The motion to dismiss as to Central Gulf Steamship Corporation is therefore granted because of lack of jurisdiction.
NOTES
[1] Plaintiff secured a letter from the Secretary of State of Louisiana showing that Central Gulf Steamship Corporation has filed no charter or qualified to do business in Louisiana, conditions precedent for a foreign corporation's authority to do business here. La.R.S. 12:202. The failure of defendant to file certain documents with the Louisiana Secretary of State does not refute the conclusion we have drawn from the facts in defendant's affidavit.
[2] The United States Supreme Court in Gibbs said: "* * * because the Hurn question involves issues of jurisdiction as well as convenience, there has been some tendency to limit its application to cases in which the state and federal claims are, as in Hurn, `little more than the equivalent of different epithets to characterize the same group of circumstances.' 289 U.S., at 246 [53 S.Ct. at 590]. This limited approach is unnecessarily grudging. Pendent jurisdiction, in the sense of judicial power, exists whenever there is a claim `arising under [the] Constitution, the Laws of the United States, and Treaties made, or which shall be made, under their Authority * * *.' U.S. Const., Art. III, § 2, and the relationship between that claim and the state claim made in the complaint permits the conclusion that the entire action before the court comprises but one constitutional `case.'"
[3] The holding in Hurn v. Oursler was codified in the 1948 Judicial Code (28 U.S.C.A. § 1338(b)): "The district courts shall have original jurisdiction of any civil action asserting a claim of unfair competition when joined with a substantial and related claim under the copyright, patent or trade-mark laws."

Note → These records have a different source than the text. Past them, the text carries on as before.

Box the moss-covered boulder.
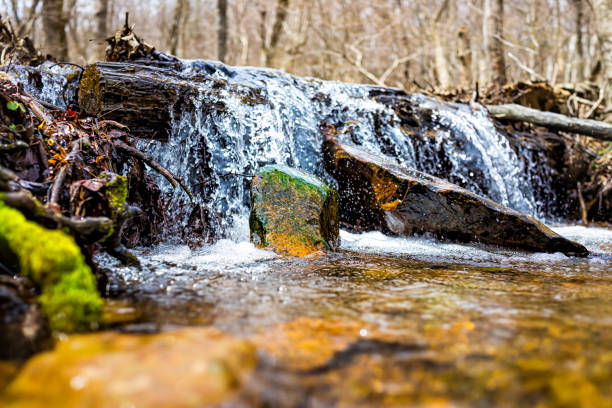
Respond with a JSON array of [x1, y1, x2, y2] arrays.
[[1, 327, 256, 408], [0, 202, 102, 333], [250, 165, 340, 256]]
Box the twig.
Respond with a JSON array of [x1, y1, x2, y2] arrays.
[[577, 182, 588, 225], [113, 139, 194, 200], [507, 52, 545, 81]]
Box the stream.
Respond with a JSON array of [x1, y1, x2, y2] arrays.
[[2, 61, 611, 407]]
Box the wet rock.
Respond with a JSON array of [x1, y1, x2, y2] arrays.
[[1, 327, 256, 408], [323, 135, 589, 256], [249, 165, 339, 256], [0, 280, 51, 360]]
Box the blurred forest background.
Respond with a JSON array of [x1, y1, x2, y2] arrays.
[[2, 0, 612, 103]]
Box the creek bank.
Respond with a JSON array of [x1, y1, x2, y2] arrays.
[[323, 129, 589, 256], [250, 165, 339, 256]]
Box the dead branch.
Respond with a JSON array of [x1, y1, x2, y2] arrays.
[[487, 103, 612, 141], [113, 139, 194, 200]]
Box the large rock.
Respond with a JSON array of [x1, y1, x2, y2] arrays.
[[250, 165, 340, 256], [323, 135, 589, 256], [1, 327, 256, 408]]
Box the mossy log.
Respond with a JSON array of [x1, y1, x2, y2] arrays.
[[0, 202, 102, 333], [78, 62, 197, 141]]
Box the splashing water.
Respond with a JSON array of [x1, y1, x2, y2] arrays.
[[135, 61, 542, 240], [13, 60, 547, 239]]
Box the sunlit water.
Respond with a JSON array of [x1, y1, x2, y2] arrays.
[[94, 226, 612, 405]]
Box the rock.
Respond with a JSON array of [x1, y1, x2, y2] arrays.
[[0, 202, 103, 332], [0, 280, 51, 360], [249, 165, 340, 256], [1, 327, 256, 408], [323, 135, 589, 256]]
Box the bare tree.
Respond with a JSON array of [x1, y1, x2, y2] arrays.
[[593, 0, 612, 119], [432, 0, 450, 89], [264, 0, 289, 67], [42, 0, 68, 60], [217, 0, 228, 62], [483, 0, 506, 85], [95, 0, 108, 60], [169, 0, 188, 56]]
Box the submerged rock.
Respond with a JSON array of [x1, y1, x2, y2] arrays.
[[0, 202, 102, 332], [1, 327, 256, 408], [323, 135, 589, 256], [250, 165, 339, 256]]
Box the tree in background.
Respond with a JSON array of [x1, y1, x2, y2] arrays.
[[94, 0, 108, 60], [41, 0, 67, 60], [483, 0, 506, 85], [217, 0, 228, 62], [594, 0, 612, 119], [169, 0, 188, 56]]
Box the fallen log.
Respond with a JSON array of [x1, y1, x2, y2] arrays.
[[78, 62, 197, 140], [486, 104, 612, 141]]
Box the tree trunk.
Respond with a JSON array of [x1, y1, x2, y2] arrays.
[[570, 0, 584, 82], [432, 0, 450, 89], [94, 0, 108, 61], [265, 0, 289, 67], [169, 0, 188, 56], [483, 0, 506, 85], [42, 0, 68, 60], [593, 0, 612, 121], [217, 0, 228, 62]]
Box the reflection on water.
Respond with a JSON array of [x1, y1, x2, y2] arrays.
[[94, 226, 612, 406]]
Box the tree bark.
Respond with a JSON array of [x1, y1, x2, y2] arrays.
[[41, 0, 68, 60], [483, 0, 506, 85], [94, 0, 108, 61], [487, 104, 612, 141], [217, 0, 228, 62], [593, 0, 612, 121]]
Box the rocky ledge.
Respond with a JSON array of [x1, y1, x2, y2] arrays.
[[323, 129, 589, 257]]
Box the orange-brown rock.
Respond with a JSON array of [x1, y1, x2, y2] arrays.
[[250, 165, 339, 257], [1, 327, 256, 408], [323, 134, 589, 256]]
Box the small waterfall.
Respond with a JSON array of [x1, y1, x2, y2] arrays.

[4] While Romero v. International Terminal Operating Co., 358 U.S. 354, 79 S. Ct. 468, 3 L. Ed. 2d 368 (1959), involved several defendants, the case is clearly distinguishable from the present one. The Court in Romero said: "However, the District Court may have jurisdiction of them [petitioner's claims under the general maritime law] `pendent' to its jurisdiction under the Jones Act. Of course the considerations which call for the exercise of pendent jurisdiction of a state claim related to a pending federal cause of action within the appropriate scope of the doctrine of Hurn v. Oursler * * * are not the same when, as here, what is involved are related claims based on the federal maritime law. We perceive no barrier to the exercise of `pendent jurisdiction' in the very limited circumstances before us." A further distinction is that there was diversity between the plaintiff and the defendants against whom the maritime torts were asserted.
[5] See also New Orleans Public Belt R. Co. v. Wallace, 5 Cir., 1949, 173 F.2d 145, holding that a common-law claim of negligence against one defendant and a claim under the Federal Employers Liability Act against another defendant are separate causes of action, and that there was no pendent jurisdiction by the trial court over the non-diverse defendant against which the nonfederal claim was asserted. See also Pearce v. Pennsylvania R. Co., 3 Cir., 1947, 162 F.2d 524, cert. denied 332 U.S. 765, 68 S. Ct. 71, 92 L. Ed. 350 (1947).
[6] The Court has carefully read and analyzed the comprehensive brief submitted by counsel for plaintiff relative to ancillary and pendent jurisdiction. However, the authorities cited are inapposite in that they pertain to ancillary jurisdiction over third-party claims, cross-claims, counterclaims and other joinder procedures authorized by the Federal Rules of Civil Procedure.